Distributor shares love of the grape in China
Long-term commitment has enabled Miguel Torres to build a thriving wine distribution business in China that now has annual revenue in excess of 20 million euros ($26 million).
In more than 10 years of operating in China, the boss of the Spanish wine giant has seen explosive growth. Torres now has branches throughout the country and his wines can be found on the menus of all major restaurants.
Early next year, Torres will make his final China tour as general manager of the company before handing over the reins to the next generation.
He will count the thriving China business as one of his most important legacies. The Spanish producer-distributor first entered the market almost 15 years ago, when many big wine companies were wary of making serious commitments in a country where wine-drinking culture was in its infancy.
Torres, whose family business has been in operation for four generations, has deep pockets, and a willingness to listen and learn. Over time the company has grown rapidly to reach its current status as the second-largest foreign importer, with annual turnover of $26 million.
"We saw China as the future," recalls Torres, a slightly built man with an endearingly gracious old-school manner. "But when we first started to import our wines, the market was very small and concentrated in Shanghai and Beijing.

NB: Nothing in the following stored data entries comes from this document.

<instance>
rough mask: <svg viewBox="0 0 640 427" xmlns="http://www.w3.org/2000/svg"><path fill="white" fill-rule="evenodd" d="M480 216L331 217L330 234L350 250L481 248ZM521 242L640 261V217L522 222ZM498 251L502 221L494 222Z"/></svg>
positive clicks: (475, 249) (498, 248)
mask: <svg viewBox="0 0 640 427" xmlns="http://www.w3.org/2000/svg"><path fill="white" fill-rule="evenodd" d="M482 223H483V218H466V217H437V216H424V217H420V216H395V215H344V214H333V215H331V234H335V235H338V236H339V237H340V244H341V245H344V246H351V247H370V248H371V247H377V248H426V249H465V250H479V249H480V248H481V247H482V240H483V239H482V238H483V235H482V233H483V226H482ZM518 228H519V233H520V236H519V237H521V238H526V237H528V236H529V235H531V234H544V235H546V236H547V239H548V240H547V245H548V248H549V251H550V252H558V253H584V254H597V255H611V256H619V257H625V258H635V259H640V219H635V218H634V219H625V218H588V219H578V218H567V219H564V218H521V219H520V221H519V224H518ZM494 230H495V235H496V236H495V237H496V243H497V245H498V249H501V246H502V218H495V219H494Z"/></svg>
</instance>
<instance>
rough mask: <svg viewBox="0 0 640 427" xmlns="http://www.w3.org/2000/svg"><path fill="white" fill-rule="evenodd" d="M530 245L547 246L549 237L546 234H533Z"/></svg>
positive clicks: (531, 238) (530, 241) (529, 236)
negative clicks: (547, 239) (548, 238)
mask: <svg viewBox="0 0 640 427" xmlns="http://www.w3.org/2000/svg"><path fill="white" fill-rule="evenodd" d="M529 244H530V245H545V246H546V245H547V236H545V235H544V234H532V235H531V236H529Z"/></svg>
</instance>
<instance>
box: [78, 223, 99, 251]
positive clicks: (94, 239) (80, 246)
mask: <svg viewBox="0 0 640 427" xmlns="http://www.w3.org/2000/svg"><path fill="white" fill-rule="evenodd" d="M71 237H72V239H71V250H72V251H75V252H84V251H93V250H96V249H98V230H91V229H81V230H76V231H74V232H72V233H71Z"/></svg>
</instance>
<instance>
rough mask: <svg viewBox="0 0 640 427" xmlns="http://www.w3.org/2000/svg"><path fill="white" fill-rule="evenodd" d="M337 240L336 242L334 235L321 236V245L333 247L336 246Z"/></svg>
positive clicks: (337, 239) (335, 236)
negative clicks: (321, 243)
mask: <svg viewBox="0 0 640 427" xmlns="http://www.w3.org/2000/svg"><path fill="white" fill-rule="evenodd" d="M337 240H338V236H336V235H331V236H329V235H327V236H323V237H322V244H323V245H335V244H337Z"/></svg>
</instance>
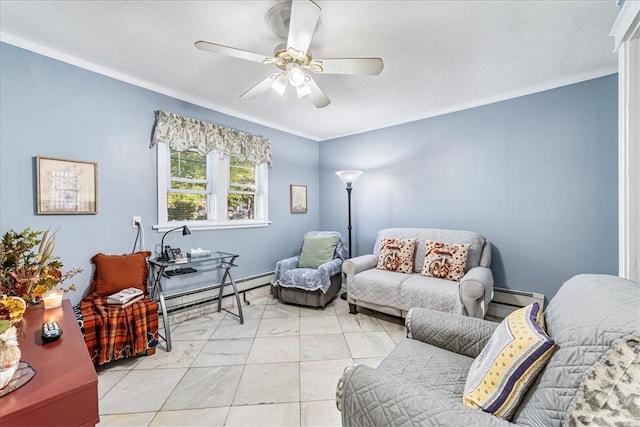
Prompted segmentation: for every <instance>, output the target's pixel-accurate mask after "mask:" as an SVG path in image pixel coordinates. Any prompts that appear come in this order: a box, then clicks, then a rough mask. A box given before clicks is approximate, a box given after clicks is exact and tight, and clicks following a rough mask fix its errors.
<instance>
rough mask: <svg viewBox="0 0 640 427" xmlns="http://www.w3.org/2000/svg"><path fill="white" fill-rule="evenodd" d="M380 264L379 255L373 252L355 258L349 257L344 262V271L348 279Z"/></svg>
mask: <svg viewBox="0 0 640 427" xmlns="http://www.w3.org/2000/svg"><path fill="white" fill-rule="evenodd" d="M376 265H378V257H377V256H375V255H373V254H368V255H361V256H359V257H355V258H349V259H348V260H345V261H344V262H343V263H342V271H343V272H344V273H345V274H346V275H347V280H348V279H349V277H350V276H351V277H352V276H353V275H354V274H358V273H360V272H361V271H365V270H369V269H371V268H374V267H375V266H376Z"/></svg>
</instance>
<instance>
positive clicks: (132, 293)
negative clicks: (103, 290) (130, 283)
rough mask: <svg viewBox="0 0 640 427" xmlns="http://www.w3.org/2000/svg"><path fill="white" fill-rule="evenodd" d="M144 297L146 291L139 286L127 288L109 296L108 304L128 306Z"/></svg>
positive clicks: (121, 306)
mask: <svg viewBox="0 0 640 427" xmlns="http://www.w3.org/2000/svg"><path fill="white" fill-rule="evenodd" d="M142 298H144V292H142V290H141V289H138V288H127V289H123V290H121V291H120V292H116V293H115V294H111V295H109V296H108V297H107V304H109V305H117V306H119V307H126V306H128V305H130V304H133V303H134V302H136V301H139V300H141V299H142Z"/></svg>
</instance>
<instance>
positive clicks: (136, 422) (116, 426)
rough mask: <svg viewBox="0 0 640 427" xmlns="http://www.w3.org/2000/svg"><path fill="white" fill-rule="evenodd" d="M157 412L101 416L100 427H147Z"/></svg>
mask: <svg viewBox="0 0 640 427" xmlns="http://www.w3.org/2000/svg"><path fill="white" fill-rule="evenodd" d="M155 415H156V413H155V412H141V413H137V414H117V415H100V422H99V423H98V424H97V425H98V426H99V427H147V426H148V425H149V423H150V422H151V420H152V419H153V417H154V416H155Z"/></svg>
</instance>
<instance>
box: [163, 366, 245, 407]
mask: <svg viewBox="0 0 640 427" xmlns="http://www.w3.org/2000/svg"><path fill="white" fill-rule="evenodd" d="M241 374H242V366H221V367H213V366H209V367H206V368H190V369H189V370H188V371H187V372H186V373H185V375H184V377H183V378H182V379H181V380H180V382H179V383H178V385H176V388H175V389H174V390H173V393H171V396H169V398H168V399H167V401H166V403H165V404H164V405H163V406H162V410H163V411H166V410H176V409H195V408H215V407H225V406H230V405H231V401H232V399H233V394H234V393H235V392H236V388H237V386H238V382H239V381H240V376H241Z"/></svg>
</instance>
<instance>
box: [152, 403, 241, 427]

"The way of doing business in China was very different and we had to adapt. I remember experimenting by saying we will treat our partners as friends, and do everything like that, and it turned out to be a successful way of doing it; people became much more receptive."
The company now has a China-made wine in its range thanks to a partnership formed with the local Grace Vineyard. The two parties are well known to each other; Torres distributes Grace wines but the two had never collaborated on producing a wine.
"It is a good wine," Torres says. "There was nothing similar in China. There are many chardonnays and many sauvignon blancs but nothing like this, made from the muscat grape.
"I think Grace makes the best wine in China. It sells out all the time so we figured we should work with them more. I asked my daughter to go and look at the winery and after that we decided we would make a white wine with them: Symphony. I hope there will be more co-operation.
"Like us, Grace Vineyard is a family-owned company, and they think the same way we do."
Family protocol demanded that Torres retired this year at the age of 70 as general manager, although he will retain the title of president.
There is no doubt that China will continue to feature prominently in company plans. While other markets are flat, or growing slowly, China wine distributors are still recording phenomenal growth of 20 percent or more a year. Recent figures from the French-based wine body Vinexpo put annual consumption at 1.1 billion bottles, still a minuscule figure per capita in a nation of 1.3 billion people.
But increased affluence and awareness means the number of wine-drinkers keeps on growing.
As a long-time visitor to China, Torres has his own store of anecdotes about rather quirky local tastes. The habit of mixing fine wine with soft drinks, less common these days, was very much in evidence when the wine boss first started to visit, a custom that amazed and horrified him in equal measure.
He says: "I recall I was in a restaurant in Beijing with the Spanish ambassador, who pointed out that the people at the next table were drinking our flagship Mas la Plana. I had a look when I left and noticed that they were drinking it mixed with 7-Up."